- Born: c. 1836 Montgomery County, Indiana
- Died: March 14, 1901 Missouri
- Place of burial: Saint Trinity Cemetery, Lemay, Missouri
- Allegiance: United States
- Branch: United States Army Union Army
- Rank: Private
- Unit: Company H, 6th Missouri Volunteer Infantry
- Conflicts: American Civil War • Siege of Vicksburg
- Awards: Medal of Honor

= Louis T. Hunt =

Recipient of the Medal of Honor

Louis T. Hunt (c. 1836 - 1901) was a Union Army soldier during the American Civil War. He received the Medal of Honor for gallantry during the Siege of Vicksburg on May 22, 1863.

==Union assault==
On May 22, 1863, General Ulysses S. Grant ordered an assault on the Confederate heights at Vicksburg, Mississippi.
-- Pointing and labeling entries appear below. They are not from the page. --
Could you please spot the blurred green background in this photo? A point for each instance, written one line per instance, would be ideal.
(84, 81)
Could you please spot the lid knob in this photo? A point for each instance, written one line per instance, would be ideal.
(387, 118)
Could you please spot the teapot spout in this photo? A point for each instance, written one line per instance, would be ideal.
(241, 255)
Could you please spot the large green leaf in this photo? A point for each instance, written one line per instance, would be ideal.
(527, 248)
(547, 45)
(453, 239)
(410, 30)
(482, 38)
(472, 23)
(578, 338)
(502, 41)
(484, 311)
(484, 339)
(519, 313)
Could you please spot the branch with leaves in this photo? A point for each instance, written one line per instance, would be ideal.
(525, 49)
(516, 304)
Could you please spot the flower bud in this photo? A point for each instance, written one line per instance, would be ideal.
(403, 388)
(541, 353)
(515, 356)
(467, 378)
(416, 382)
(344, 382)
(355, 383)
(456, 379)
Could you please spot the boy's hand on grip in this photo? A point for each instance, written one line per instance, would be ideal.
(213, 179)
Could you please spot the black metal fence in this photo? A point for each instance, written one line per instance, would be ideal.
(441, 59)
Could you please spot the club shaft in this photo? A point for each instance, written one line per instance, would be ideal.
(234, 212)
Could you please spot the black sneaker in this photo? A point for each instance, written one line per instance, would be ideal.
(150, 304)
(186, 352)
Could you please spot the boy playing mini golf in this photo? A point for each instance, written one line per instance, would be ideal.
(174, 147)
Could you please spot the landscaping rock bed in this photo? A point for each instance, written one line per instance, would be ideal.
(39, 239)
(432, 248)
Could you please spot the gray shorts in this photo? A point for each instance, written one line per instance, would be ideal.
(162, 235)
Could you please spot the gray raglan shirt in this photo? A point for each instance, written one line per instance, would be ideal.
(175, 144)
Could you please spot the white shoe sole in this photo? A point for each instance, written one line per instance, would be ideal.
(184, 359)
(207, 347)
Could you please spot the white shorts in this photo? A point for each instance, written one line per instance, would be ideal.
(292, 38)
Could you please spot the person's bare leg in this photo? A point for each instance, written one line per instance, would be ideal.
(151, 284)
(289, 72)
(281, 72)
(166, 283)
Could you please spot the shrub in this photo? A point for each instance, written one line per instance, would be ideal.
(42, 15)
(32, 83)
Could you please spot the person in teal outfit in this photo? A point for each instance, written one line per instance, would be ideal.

The plan called for a storming party of volunteers to build a bridge across a moat and plant scaling ladders against the enemy embankment in advance of the main attack.
The volunteers knew the odds were against survival and the mission was called, in nineteenth century vernacular, a "forlorn hope". Only single men were accepted as volunteers and even then, twice as many men as needed came forward and were turned away. The assault began in the early morning following a naval bombardment.
The Union soldiers came under enemy fire immediately and were pinned down in the ditch they were to cross. Despite repeated attacks by the main Union body, the men of the forlorn hope were unable to retreat until nightfall. Of the 150 men in the storming party, nearly half were killed. Seventy-nine of the survivors were awarded the Medal of Honor.

==Medal of Honor citation==
For gallantry in the charge of the volunteer storming party on 22 May 1863.